Macho, facho et « faisandé »

Alexandre Loukachenko, aussi machiste que fasciste, ne les a jamais prises au sérieux en prétendant haut et fort que les Biélorusses étaient « beaucoup trop  intelligents pour donner le pouvoir à des femmes ! »  Ce fut sa première erreur et peut-être celle qui contribuera à ce qu’il ne puisse pas achever son sixième mandat.   En effet, chacun sait, dans les villes et les campagnes biélorusses que le score officiellement obtenu par Svetlana Tikhanovskaya, épouse de Sergei Tikhanovsky , emprisonné quelques jours après avoir annoncé sa candidature, ne correspond en rien à la réalité. Officiellement, elle n’aurait mobilisé que 8,8% des inscrits.
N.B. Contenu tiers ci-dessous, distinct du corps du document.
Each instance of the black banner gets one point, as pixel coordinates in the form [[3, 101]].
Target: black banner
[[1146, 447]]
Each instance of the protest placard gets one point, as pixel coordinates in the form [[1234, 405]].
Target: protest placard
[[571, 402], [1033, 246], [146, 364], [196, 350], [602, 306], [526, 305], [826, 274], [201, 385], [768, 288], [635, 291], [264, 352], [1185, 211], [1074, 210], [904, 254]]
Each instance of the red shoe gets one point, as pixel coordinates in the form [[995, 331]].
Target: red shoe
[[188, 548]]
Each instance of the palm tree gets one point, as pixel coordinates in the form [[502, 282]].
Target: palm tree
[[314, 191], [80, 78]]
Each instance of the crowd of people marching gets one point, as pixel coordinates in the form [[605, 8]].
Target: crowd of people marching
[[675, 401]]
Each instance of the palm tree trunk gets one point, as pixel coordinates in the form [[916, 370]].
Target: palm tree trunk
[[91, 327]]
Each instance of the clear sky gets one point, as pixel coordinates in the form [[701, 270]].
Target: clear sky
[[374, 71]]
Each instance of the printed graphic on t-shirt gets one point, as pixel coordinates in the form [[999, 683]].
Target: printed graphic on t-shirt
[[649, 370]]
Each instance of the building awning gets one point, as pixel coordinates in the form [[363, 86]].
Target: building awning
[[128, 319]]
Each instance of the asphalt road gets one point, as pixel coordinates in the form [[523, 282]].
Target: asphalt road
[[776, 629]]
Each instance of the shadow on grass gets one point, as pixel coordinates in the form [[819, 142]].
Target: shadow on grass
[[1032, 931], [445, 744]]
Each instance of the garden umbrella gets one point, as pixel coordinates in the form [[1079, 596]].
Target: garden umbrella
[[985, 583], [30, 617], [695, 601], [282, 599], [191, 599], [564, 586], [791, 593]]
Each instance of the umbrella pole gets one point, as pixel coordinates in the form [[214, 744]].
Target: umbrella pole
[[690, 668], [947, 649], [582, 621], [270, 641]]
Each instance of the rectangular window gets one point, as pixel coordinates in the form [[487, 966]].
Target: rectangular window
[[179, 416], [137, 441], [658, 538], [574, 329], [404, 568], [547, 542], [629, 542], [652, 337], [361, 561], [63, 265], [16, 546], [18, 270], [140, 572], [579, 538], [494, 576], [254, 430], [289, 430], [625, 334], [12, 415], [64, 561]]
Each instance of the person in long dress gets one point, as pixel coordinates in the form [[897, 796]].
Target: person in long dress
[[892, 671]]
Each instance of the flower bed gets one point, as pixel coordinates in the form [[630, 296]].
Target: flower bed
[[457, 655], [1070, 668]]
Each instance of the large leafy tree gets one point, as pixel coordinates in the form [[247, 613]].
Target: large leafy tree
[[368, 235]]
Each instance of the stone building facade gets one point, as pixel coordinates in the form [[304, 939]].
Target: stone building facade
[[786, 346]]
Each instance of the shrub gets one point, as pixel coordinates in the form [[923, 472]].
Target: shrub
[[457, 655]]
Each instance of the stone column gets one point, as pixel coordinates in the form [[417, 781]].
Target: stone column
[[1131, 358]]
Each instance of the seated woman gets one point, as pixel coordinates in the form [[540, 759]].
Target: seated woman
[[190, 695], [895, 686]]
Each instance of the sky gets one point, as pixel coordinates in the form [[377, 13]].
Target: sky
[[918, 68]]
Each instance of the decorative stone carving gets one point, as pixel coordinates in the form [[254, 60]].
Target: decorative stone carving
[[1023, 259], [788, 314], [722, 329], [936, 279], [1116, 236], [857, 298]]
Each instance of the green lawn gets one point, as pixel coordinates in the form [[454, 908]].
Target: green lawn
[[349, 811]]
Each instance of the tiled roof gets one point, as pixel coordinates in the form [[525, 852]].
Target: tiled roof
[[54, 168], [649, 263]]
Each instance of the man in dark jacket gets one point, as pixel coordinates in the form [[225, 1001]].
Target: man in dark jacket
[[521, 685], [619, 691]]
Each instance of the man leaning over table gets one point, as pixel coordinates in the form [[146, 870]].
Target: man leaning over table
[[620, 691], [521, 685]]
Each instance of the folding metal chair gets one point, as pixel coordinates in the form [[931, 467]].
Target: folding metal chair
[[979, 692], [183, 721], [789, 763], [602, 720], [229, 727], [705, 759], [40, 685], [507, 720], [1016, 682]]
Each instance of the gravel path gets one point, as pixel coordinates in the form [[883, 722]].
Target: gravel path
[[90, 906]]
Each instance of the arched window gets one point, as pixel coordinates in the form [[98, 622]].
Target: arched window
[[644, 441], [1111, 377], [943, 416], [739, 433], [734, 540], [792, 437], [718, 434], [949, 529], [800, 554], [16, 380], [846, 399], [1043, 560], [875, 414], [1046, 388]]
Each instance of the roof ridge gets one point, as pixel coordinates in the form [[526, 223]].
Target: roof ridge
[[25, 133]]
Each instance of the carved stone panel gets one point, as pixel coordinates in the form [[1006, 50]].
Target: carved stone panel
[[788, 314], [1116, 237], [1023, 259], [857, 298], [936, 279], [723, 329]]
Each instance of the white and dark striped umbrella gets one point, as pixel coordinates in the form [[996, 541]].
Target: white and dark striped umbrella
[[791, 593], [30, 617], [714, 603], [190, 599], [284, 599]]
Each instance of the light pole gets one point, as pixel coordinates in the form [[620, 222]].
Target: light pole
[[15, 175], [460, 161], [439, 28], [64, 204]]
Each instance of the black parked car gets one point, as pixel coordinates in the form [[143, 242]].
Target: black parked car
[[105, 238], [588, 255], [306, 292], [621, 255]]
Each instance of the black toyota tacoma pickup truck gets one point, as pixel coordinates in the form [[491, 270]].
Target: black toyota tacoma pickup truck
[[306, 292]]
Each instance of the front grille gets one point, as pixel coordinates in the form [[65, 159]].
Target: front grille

Dans toutes les régions où les sondages la donnaient vainqueur les forces de police et de l’armée sont venues perturber le vote, n’hésitant pas, si nécessaire, à saisir les bulletins imprimés en son nom.  « Je crois ce que je vois de mes  propres yeux et je vois que la majorité est derrière nous » a immédiatement déclaré   Svetlana Tikhanovskaya, devenue en quelques semaines  une héroïne non pas seulement pour avoir su affronter un « dictateur faisandé » pour reprendre l’expression fort imagée de Wolfgang Braun, rédacteur en chef-adjoint des OÖ Nachrichten autrichiennes,  mais pour avoir annoncé qu’en cas de miraculeuse victoire, sa première mesure consisterait à démissionner pour organiser aussitôt des élections dignes de ce nom.  Pour la première fois dans  le règne autoritaire de Loukaschenko, les opposants ont eu le courage de descendre dans les rues pour dénoncer le truquage des élections. Malgré la fermeture des tuyaux d’Internet, décrétée par le candidat sortant et appliquée par ses sbires, des vidéos ont filtré sur les réseaux sociaux et on a pu voir ce qui semblait inimaginable avant le jour J, en l’occurrence des milliers de manifestants investissant la rue face à presqu’autant de forces de police utilisant grenades et gaz lacrymogènes pour avoir raison des rebelles.  Ces scènes ont rappelé aux plus anciens, également de la partie, ces images prises en 1956 à Budapest ou en 1968 à Prague. Il ne manquait que les chars russes pour revivre les pires moments de la guerre froide, de quoi susciter l’indignation de tous ces experts et observateurs qui auraient dû être sur les lieux pour veiller à la régularité des élections mais n’y étaient pas à cause, soit-disant,  du coronavirus.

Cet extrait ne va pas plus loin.